Papierkunst hiess für mich bis heute Origami. Wie viel Kunst aber tatsächlich in Papier stecken kann, zeigte ein Familienworkshop im Kunstmuseum Solothurn.

Wer am heutigen Sonntagvormittag dem Kunstmuseum in Solothurn einen Besuch abstattet und einen letzten Blick auf die faszinierenden Werke des Papierkünstlers Ruedi Fluri werfen wollte, hatte die Gelegenheit den Künstler sowie viele kleine Künstlerinnen und Künstler in Aktion zu erleben. Was sich die Organisatorinnen für die Kinder ab vier Jahren ausgedacht hatten, war so spannend, dass immer wieder neugierige Museumsbesucher den Kleinen über die Schultern blickten.

Überraschend war vor allem der Einstieg des Workshops. Fluri begann nicht etwa das Papier zu falten oder zu biegen, nein, er benutzte die Papierstreifen als Vorlage für ein kleines Trommelkonzert. Getrommelt wurde dabei mit Kartonröhren auf den Tisch seines im Museum improvisierten Ateliers. Nicht nur durch den getrommelten Rhythmus begann es den Kindern in den Fingern zu zucken. Man spürte sie förmlich: Die Lust etwas mit dem Papier machen zu dürfen.

Aufgeteilt in zwei Gruppen ging es los. Bei den Kunstvermittlerinnen Claudia Leimer und Lisa Spiegel warteten Wellkarton, Scheren, Holzperlen und Basteldrähte darauf, zu Girlanden verwandelt zu werden. Kreise, Quadrate, Dreiecke wurden ausgeschnitten und zusammen mit Ringen aus WC-Röllchen auf Draht aufgefädelt. Die Resultate erinnerten an die in zwei Räumen weiter aufgehängten visualisierten Tonaufzeichnungen von Andrea Wolfensberger.
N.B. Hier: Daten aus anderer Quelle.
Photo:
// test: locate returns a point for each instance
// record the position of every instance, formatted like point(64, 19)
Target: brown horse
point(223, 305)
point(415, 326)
An Ruedi Fluris Tisch waren die Vorgaben für die kleinen Kunstwerke noch einfacher. Zur Verfügung standen Kaffee-Pappbecher, Scheren sowie Malerklebband. Und kaum durften die Kinder loslegen, wurde geschnitten, kombiniert, geklebt was das Zeug hält. Hier und dort versuchten die Eltern das Werk der Kinder etwas zu steuern, doch bald war klar, wer das Zepter in der Hand hält. Die Kinder liessen ihrer Fantasie freien Lauf. Die Zeit flog und am Schluss zeigten die kleinen Kunstwerk eindrücklich, mit wie wenig man unglaublich viel erzeugen kann. Da stand auf dem Tisch ein Vogel mit langem Schnabel neben einer Blume, aufgeschichtete Becher erinnerten an Pyramiden und ein Junge präsentierte stolz seine Rassel.

Die zwei Stunden vergingen im Fluge – und die Kommentare der Workshopteilnehmerinnen und -teilnehmer liessen darauf schliessen, dass wohl in einigen Familien in der nächsten Zeit deutlich weniger Karton und Papier im Abfall, sondern auf dem Basteltisch recycliert wird.

Weitere Familienanlässe finden in den nächsten Tagen im Naturmuseum sowie im Museum Blumenstein in Solothurn statt.